Our group is interested in microbial ecology. A first central question in our research is: Can we predict the dynamics of microbial systems if we know how the individual cells interact? We address this question with single-cell experiments and modeling. We measure how single cells interact inside microbial communities, often using microscopy and microfluidics. We model these communities as systems composed of parts – the cells – that interact in space. With these models, we elucidate how properties of microbial communities (e.g. collective metabolism, response to environmental fluctuations and stresses) arise from the interactions that we observe between the single cells.
Our group is interested in collective behaviour. A second central question in our research is: How are cells programmed to produce specific multicellular behaviour? This question applies to both multicellular microbial systems and multicellular organisms. Multicellular microbial systems and multicellular organisms may share general organisational principles. We use modeling to infer which physical and biological interactions between cells are required to achieve target collective behaviours. Our group combines machine learning approaches with single-cell experimental data to understand and engineer collective behaviour. We are excited to collaborate with experimental groups working on different systems.

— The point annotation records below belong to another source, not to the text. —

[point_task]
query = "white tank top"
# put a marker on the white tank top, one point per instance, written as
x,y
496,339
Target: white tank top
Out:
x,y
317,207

We are interdisciplinary. We love interdisciplinary work. If you are a microbe—or a person—it’s often not good to be surrounded by individuals just like you. This is a nice lesson from our work on interactions between bacterial cells (read what’s behind our work). We believe that connecting disciplines is crucial for understanding any system of a certain complexity. For example, the properties of a society -studied by social scientists- arise from the properties of its components, the individuals -studied by psychologists; the properties of an atom -studied by chemists- arise from the properties of its elementary components -studied by particle physicists. Connecting fields generally unlocks tremendous scientific potential. We connect disciplines to elucidate how complex biological systems function.